Transitions in oral and gut microbiome of HPV+ oropharyngeal squamous cell carcinoma following definitive chemoradiotherapy (ROMA LA-OPSCC study).
By: Marc Oliva, Pierre H H Schneeberger, Victor Rey, Matthew Cho, Rachel Taylor, Aaron R Hansen, Kirsty Taylor, Ali Hosni, Andrew Bayley, Andrew J Hope, Scott V Bratman, Jolie Ringash, Simron Singh, Ilan Weinreb, Bayardo Perez-Ordoñez, Douglas Chepeha, John Waldron, Wei Xu, David Guttman, Lillian L Siu, Bryan Coburn, Anna Spreafico

Division of Medical Oncology and Hematology, Princess Margaret Cancer Centre, University of Toronto, Toronto, ON, Canada.
2020-05-31; doi: 10.1038/s41416-020-01253-1
Abstract

Background

Oral and gut microbiomes have emerged as potential biomarkers in cancer.
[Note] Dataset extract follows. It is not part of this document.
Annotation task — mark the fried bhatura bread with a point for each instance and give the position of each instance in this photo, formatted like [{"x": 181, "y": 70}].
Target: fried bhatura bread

We characterised the oral and gut microbiomes in a prospective observational cohort of HPV+ oropharyngeal squamous cell carcinoma (OPSCC) patients and evaluated the impact of chemoradiotherapy (CRT).

Methods

Saliva, oropharyngeal swabs over the tumour site and stool were collected at baseline and post-CRT. 16S RNA and shotgun metagenomic sequencing were used to generate taxonomic profiles, including relative abundance (RA), bacterial density, α-diversity and β-diversity.

Results

A total of 132 samples from 22 patients were analysed. Baseline saliva and swabs had similar taxonomic composition (R2 = 0.006; p = 0.827). Oropharyngeal swabs and stool taxonomic composition varied significantly by stage, with increased oral RA of Fusobacterium nucleatum observed in stage III disease (p < 0.05). CRT significantly reduced the species richness and increased the RA of gut-associated taxa in oropharyngeal swabs (p < 0.05), while it had no effect in stool samples. These findings remained significant when adjusted by stage, smoking status and antibiotic use.

Conclusions

Baseline oral and gut microbiomes differ by stage in this HPV+ cohort. CRT caused a shift towards a gut-like microbiome composition in oropharyngeal swabs. Stage-specific features and the transitions in oral microbiome might have prognostic and therapeutic implications.